Ultrafast laser-induced coherent spin dynamics in ferromagnetic Ga1-xMnxAs/GaAs structures

Ultrafast pump-probe magneto-optical spectroscopy is used to study coherent spin dynamics in ferromagnetic semiconductor Ga1-xMnxAs systems at excitation photon energies E-ph both above and below the band gap E-g of GaAs. Above E-g, the temporal Kerr rotation signal is found to be strongly dependent on pump photon polarization. This polarization dependence, persisting to room temperature, is attributed to spins of electrons photoexcited to the conduction band, and disappears for E-ph < E-g. Below the Curie temperature T-C of the Ga1-xMnxAs samples, the temporal Kerr rotation acquires an additional oscillatory component with a period of the order of 100 ps, attributed to the precession of the ferromagnetically coupled Mn spins.

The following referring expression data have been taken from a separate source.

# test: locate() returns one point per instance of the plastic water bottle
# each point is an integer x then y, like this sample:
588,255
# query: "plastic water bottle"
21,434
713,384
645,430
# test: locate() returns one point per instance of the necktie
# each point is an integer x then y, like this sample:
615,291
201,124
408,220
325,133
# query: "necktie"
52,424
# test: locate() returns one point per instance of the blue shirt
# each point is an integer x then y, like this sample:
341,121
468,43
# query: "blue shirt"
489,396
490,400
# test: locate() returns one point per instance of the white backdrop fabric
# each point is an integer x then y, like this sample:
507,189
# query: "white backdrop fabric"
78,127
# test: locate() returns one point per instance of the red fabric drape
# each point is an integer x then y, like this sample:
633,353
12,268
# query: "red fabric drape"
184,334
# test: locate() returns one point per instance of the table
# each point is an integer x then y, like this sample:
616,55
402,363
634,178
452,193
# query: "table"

This precession is observed for excitation both above and below E-g, regardless of the pump polarization states. The detailed characteristics of this ferromagnetic precession are discussed in terms of the Landau-Lifshitz-Gilbert model. In discussing the observed results, special attention is given to the process of the magnetization precession due to excitation of the pump, to its dependence on the pump intensity, and ambient temperature, and to the relationship between the damping of the magnetization precession and the defects characteristic of ferromagnetic GaMnAs.